Okullar açıldı, çocuklar akranları ile sınıf ve bahçelerde sosyalleşmeye başladı. Ancak bazı çocuklar sosyalleşmekte zorluk çekiyor hatta cevabını bilse de öğretmeninin sorduğu soruları yanıtlamak için parmak kaldırmıyor olabilir. Sizin çocuğunuz da benzer durumlar yaşadığı için okula gitmek istemiyor ve kendini mutsuz hissediyorsa özgüven eksikliği yaşıyor olabilir. Peki, bu davranışların gerçekten özgüven eksikliği olduğunu nasıl anlayacağız?
Çocuğumuza bu konuda nasıl rehberlik edebiliriz? Hepsini Psikolog Tuğçe Betül Şenel ile konuştuk.
- Bazı çocuklar, özellikle okulda özgüven eksikliği yaşayabiliyor. Öğretmenlerinin sorularını bilmelerine rağmen parmak kaldırmaya çekiniyorlar. Tahtaya çıkma korkusu yaşayabiliyorlar. Bu durum özgüven eksikliğinin mi belirtisidir?

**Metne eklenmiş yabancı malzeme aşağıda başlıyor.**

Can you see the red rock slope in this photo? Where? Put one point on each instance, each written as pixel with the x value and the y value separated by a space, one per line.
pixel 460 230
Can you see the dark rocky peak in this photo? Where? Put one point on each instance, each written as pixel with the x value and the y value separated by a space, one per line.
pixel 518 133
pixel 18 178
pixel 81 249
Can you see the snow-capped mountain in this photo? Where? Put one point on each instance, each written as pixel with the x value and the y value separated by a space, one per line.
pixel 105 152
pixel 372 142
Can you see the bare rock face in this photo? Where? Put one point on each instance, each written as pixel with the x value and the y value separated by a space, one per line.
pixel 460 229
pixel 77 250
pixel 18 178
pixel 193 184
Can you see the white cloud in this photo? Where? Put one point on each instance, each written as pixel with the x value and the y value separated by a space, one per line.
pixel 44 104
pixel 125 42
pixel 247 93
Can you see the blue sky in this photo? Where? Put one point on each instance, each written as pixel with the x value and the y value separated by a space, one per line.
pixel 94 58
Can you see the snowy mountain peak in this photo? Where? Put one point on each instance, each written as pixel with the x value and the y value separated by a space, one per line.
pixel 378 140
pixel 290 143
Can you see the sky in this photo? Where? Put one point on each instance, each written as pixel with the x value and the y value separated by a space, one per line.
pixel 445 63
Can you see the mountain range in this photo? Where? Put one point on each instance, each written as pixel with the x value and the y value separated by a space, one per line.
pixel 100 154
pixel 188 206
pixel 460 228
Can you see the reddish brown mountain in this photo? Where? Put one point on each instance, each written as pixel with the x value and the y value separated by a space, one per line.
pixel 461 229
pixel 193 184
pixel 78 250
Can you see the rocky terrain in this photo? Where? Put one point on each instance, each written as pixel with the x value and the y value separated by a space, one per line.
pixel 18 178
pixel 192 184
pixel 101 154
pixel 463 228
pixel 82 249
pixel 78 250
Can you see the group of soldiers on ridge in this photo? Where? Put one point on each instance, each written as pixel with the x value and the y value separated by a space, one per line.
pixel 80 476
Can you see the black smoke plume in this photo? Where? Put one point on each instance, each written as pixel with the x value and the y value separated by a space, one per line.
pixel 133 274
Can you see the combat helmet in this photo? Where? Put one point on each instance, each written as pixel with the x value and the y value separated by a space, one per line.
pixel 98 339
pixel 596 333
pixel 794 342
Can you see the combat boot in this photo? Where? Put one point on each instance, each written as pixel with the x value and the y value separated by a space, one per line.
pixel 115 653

- Bu durum genellikle özgüven eksikliğinin bir belirtisidir. Çocuklar, sosyal ortamlarda kendilerini değerlendirdikleri için, bu tür kaygılar yaşayabilirler. Bu durumun oluşumunda birkaç faktör etkili olabilir:
Aile Dinamikleri: Çocuklar, aile içinde aldıkları geri bildirimlerden ve yaşadıkları deneyimlerden büyük ölçüde etkilenirler.

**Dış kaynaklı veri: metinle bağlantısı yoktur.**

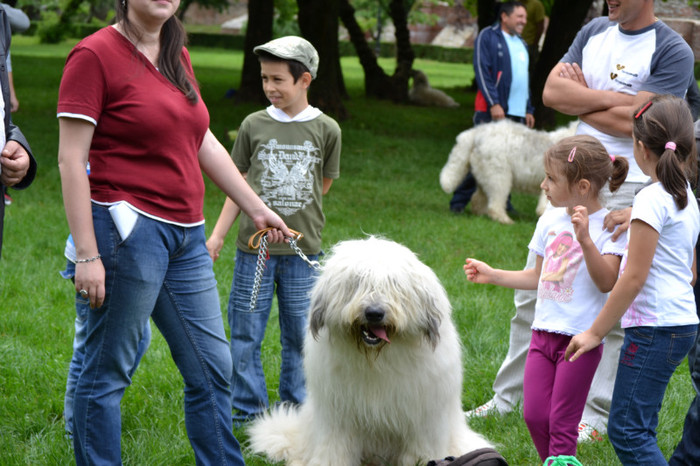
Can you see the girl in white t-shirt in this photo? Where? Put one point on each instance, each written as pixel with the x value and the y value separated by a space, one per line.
pixel 654 295
pixel 577 264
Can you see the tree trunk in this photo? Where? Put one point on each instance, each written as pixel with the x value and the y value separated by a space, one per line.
pixel 487 13
pixel 318 22
pixel 377 83
pixel 565 21
pixel 404 50
pixel 259 31
pixel 375 77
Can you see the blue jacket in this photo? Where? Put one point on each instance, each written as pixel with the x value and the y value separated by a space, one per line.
pixel 492 68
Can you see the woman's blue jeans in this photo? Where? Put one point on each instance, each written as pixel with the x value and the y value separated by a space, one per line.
pixel 161 271
pixel 293 279
pixel 648 358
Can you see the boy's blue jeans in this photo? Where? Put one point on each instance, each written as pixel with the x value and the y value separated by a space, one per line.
pixel 82 308
pixel 648 358
pixel 293 280
pixel 162 271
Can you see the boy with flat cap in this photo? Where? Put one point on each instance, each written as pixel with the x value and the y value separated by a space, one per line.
pixel 290 155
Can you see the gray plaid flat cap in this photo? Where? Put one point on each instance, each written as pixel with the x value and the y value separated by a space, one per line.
pixel 292 48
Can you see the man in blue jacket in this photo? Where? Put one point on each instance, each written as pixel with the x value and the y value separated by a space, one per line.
pixel 17 165
pixel 501 69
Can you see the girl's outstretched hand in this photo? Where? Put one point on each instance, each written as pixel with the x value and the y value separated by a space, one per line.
pixel 579 220
pixel 477 271
pixel 580 344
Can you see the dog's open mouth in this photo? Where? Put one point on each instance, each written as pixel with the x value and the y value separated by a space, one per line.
pixel 374 334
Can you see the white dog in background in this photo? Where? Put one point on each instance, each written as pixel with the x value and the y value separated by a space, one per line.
pixel 422 94
pixel 502 156
pixel 383 368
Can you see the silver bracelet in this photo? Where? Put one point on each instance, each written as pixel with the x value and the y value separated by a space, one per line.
pixel 89 259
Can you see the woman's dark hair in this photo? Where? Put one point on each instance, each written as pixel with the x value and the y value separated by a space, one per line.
pixel 172 39
pixel 667 119
pixel 584 157
pixel 296 69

Eleştirel bir aile yapısı veya aşırı koruyucu davranışlar, çocukların kendine güvenini zedeleyebilir bu da sosyal ortamlardaki tutum ve davranışlarını etkileyebilmektedir.
Sosyal Deneyimler: Okulda ya da arkadaş çevresinde yaşanan olumsuz deneyimler (örneğin, alay edilme, reddedilme veya zorbalık) özgüven üzerinde kalıcı izler bırakabilir. Çocukların bu yaşta edindikleri olumsuz deneyimler maalesef ki yetişkinlik hayatlarında da onlara miras kalan bir deneyim olabilmektedir.
Kendi Beklentileri: Bazı çocuklar, kendilerinden aşırı beklentiler içine girebilir ve bu da kaygı yaratabilir. "Başarısız olma veya mükemmel olma" korkusu, parmak kaldırmayı ve sınıfta aktif olmayı engelleyebilir. Bu çocuklara yaklaşımda aile ve öğretmenlerin dikkate alması gereken bazı noktalar bulunmaktadır. Çocukların kendilerini güvende hissetmeleri için olumlu ve destekleyici bir ortam oluşturmak kıymetli bir adımdır.
Başarıları kutlamak, hatalardan öğrenmeye teşvik etmek bu süreci kolaylaştırabilir.
Olaylar karşısında sonuç odaklı olmayıp, süreç odaklı iletişim kurmak çocuğun başarı ya da başarısızlığına dikkatini vermesi yerine ''çabalamanın'' önemine vurgu yapılması önemli bir adımdır.
AKRANLARI İLE SOSYALLEŞMELİ
- Yine okulda ve sosyal alanlarda akranları ile kolay arkadaş olamayan, oyun kuramayan çocuklar olabiliyor. Bu da bir özgüven eksikliği midir? Yine bu çocuklara nasıl rehberlik edilmeli?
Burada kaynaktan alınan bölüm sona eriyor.